Geschehen zur dreizehnten Stunde des Far, dem 13. Dravago 999 YK
Nach wie vor etwas verwundert betrachtet Daharath die vielfältigen Farben und Formen des kleinen Meditationsgarten, den er gerade durchwandert. Fast muss er sich zwingen, sich daran zu erinnern, dass er sich in Diamantsee befindet, einer Stadt, in der Schönheit schneller der Zerstörung durch Vandalen anheimfällt als man es sich selbst in den verkommensten Vierteln der Stadt der Türme vorstellen könnte. Niemals hätte so etwas in früheren Tagen hier existieren können, und was noch erstaunlicher ist, der Kalashtar ist sich sicher, dass gerade der schwarzbärtige Mann, der leicht belustigt lächelnd neben ihm geht, zusammen mit seinem verkommenen Bruder als erster zur Stelle gewesen wäre, um das Werk der Zerstörung zu tun, das genau so sicher dann ihm angelastet worden wäre.
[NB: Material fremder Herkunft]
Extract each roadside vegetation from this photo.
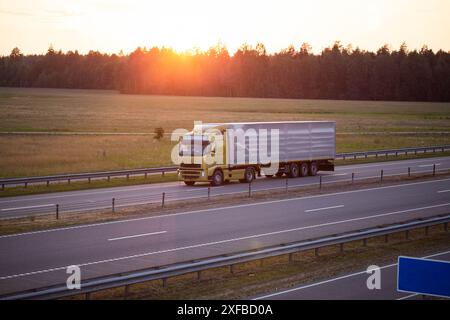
[0,88,450,178]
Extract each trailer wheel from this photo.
[211,170,223,187]
[244,167,255,183]
[300,162,309,177]
[309,162,319,177]
[289,163,300,178]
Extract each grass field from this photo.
[0,88,450,177]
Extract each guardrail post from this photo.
[123,284,130,300]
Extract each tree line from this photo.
[0,42,450,101]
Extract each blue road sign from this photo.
[397,257,450,298]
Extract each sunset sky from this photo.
[0,0,450,55]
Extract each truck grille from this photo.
[180,163,202,169]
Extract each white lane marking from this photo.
[0,203,55,211]
[418,163,442,168]
[108,231,167,241]
[0,179,450,239]
[397,293,419,300]
[305,204,344,212]
[0,203,450,280]
[253,251,450,300]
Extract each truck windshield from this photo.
[180,136,210,157]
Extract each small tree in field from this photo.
[155,127,164,141]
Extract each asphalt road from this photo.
[0,175,450,294]
[255,250,450,300]
[0,157,450,218]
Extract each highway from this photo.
[255,251,450,300]
[0,174,450,294]
[0,157,450,218]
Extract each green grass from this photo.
[0,88,450,177]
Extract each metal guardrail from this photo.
[336,145,450,160]
[0,145,450,190]
[0,215,450,300]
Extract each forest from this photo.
[0,42,450,102]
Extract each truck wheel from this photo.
[309,162,319,177]
[300,162,309,177]
[289,163,300,178]
[211,170,223,187]
[244,167,255,183]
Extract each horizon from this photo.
[0,0,450,56]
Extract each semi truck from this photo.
[178,121,336,186]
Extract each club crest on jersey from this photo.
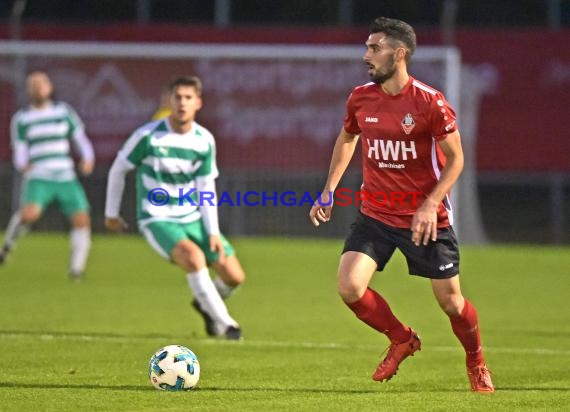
[402,113,416,134]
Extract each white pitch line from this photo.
[0,332,570,356]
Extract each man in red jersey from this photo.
[309,17,494,393]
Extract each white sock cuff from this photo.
[214,276,236,299]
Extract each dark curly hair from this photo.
[369,17,416,63]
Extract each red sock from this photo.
[346,288,410,343]
[449,299,485,367]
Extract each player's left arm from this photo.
[411,130,463,246]
[66,105,95,176]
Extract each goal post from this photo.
[0,41,484,242]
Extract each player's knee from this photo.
[172,242,206,272]
[229,267,245,287]
[71,212,91,228]
[338,277,366,303]
[20,206,41,225]
[439,295,464,316]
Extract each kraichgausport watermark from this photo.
[147,187,423,207]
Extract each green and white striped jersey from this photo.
[11,102,94,181]
[113,119,218,225]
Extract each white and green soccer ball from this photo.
[148,345,200,391]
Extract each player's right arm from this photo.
[105,131,148,233]
[309,127,359,226]
[10,112,30,173]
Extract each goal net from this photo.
[0,42,483,241]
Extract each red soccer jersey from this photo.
[344,77,457,228]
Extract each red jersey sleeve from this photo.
[430,93,457,141]
[344,93,361,134]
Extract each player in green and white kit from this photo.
[0,71,94,280]
[105,77,245,339]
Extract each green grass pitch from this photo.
[0,233,570,412]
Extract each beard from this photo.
[370,53,396,86]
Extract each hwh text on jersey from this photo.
[366,139,418,162]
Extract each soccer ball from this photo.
[148,345,200,391]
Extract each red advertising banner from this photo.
[0,23,570,171]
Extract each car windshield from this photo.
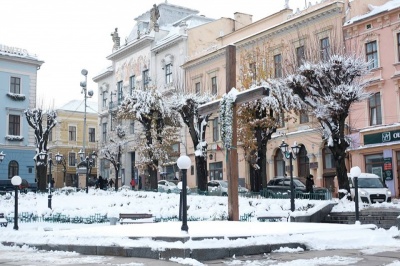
[219,181,228,187]
[293,179,306,187]
[358,178,385,188]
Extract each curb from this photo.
[1,242,306,261]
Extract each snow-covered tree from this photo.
[24,109,57,191]
[286,55,369,195]
[238,44,304,192]
[117,88,178,190]
[238,79,304,192]
[170,92,214,191]
[100,125,126,191]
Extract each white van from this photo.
[347,173,392,204]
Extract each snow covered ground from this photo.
[0,190,400,265]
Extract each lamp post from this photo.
[78,150,97,193]
[176,155,192,232]
[350,166,361,222]
[279,140,300,212]
[11,175,22,230]
[55,152,67,187]
[39,151,53,209]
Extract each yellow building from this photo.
[48,99,98,188]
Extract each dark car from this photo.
[267,176,332,199]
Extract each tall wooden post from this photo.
[225,45,239,221]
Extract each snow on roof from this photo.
[57,100,97,114]
[344,0,400,26]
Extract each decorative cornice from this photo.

"Die Zeiten ändern sich, und manchmal auch die Menschen mit ihnen, werter Daharath," unterbricht ihn die Stimme seines Begleiters. "Ich weiß, Du hättest allen Grund, mich zu hassen für das, was Llanod und ich dir in unserer Jugend alles angetan haben. Und ich kann dich nur um Verzeihung bitten, wohl wissend, dass es keine Entschuldigung für unser Benehmen gibt.“
Allustans Augen sind offen und verbergen nichts. Daharath spürt den tiefen Ernst, mit dem der Magier diese Bitte um Verzeihung vorgebracht hat. Seine Gedanken schweifen zurück in ein früheres Leben, als seine Altersgenossen spürten, dass er anders war, obwohl sein Vater ihn dazu erzogen hatte, sich so menschlich wie irgend möglich zu verhalten.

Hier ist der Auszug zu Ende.